Bu gereksinim de Ankara Büyükşehir Belediyesi Genel Sekreteri Refik Tuzcuoğlu, ASKİ Genel Müdürü Prof. Dr. Cumali Kınacı, Cumhurbaşkanlığı Yerel Yönetim Politikaları Kurulu Başkanvekili Şükrü Karatepe, aynı Kurul’dan Prof. Dr. Tarkan Oktay ve Prof. Dr. Lütfi Akça’nın da bulunduğu toplantıda bizzat dillendirildi.
Önceki gün bir kahve içimi uğradığımız BUSKİ Genel Müdürü Gülenç’ten zireveye ilişkin kısa bilgi aldık.

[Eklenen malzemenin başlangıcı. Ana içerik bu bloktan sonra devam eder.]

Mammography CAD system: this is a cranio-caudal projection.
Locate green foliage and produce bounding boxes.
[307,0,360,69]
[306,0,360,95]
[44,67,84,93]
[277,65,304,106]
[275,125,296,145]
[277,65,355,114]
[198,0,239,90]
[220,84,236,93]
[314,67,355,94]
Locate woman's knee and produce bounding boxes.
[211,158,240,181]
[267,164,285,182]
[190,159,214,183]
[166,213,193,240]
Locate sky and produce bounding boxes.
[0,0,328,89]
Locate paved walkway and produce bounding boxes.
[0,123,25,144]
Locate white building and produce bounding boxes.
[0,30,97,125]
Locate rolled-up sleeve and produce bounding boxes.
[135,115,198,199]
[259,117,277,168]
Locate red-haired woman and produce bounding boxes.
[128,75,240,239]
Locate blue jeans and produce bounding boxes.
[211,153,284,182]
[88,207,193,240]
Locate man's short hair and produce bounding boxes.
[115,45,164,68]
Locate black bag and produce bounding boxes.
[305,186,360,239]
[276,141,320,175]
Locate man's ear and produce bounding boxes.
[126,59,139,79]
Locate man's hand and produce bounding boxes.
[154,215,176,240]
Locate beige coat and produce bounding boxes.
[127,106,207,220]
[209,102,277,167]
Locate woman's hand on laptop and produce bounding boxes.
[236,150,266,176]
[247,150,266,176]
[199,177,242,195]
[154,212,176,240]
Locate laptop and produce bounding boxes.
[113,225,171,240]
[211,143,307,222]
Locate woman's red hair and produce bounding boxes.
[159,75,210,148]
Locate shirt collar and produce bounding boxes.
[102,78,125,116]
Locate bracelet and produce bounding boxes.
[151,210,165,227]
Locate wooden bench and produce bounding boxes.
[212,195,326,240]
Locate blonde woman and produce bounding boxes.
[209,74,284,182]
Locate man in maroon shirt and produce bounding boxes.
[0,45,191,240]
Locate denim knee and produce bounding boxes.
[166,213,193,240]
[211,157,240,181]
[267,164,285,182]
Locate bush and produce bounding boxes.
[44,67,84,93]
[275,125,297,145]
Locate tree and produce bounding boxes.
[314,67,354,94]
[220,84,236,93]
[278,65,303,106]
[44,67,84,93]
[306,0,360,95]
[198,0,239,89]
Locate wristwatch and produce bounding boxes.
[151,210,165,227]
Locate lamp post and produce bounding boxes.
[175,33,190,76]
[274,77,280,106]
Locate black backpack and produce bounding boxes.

Hemen peşinen belirtelim, su ve kanalizasyon idareleri 5360 Sayılı Bütünşehir Kanunu ile önemli bir fonksiyon üstlendi. Artık ayrım yapmaksızın kent merkezinden en ücradaki birkaç hanelik kırsal yerleşimin altyapı sorumluluğu bu kurumlara yüklendi.
Dolayısıyla, yeni bir yasaya ve gelirlerinin artmasına ihtiyaçları var.
O zirvede işte bu konular masaya yatırılmış.
İLBANK payında artış talebi
En öncelikli beklenti 1981 tarihli İSKİ Kanunu’nun revizyonu.
Kurumlar bu yasanın adının Su Kanalizasyon İdareleri (SUKİ) Kanunu olarak değişmesini istiyorlar.
Aslında bu geç kalmış bir adım.
İSKİ’den sonra kurulan bütün büyükşehirlerdeki su kanal idareleri bu yasaya tabi.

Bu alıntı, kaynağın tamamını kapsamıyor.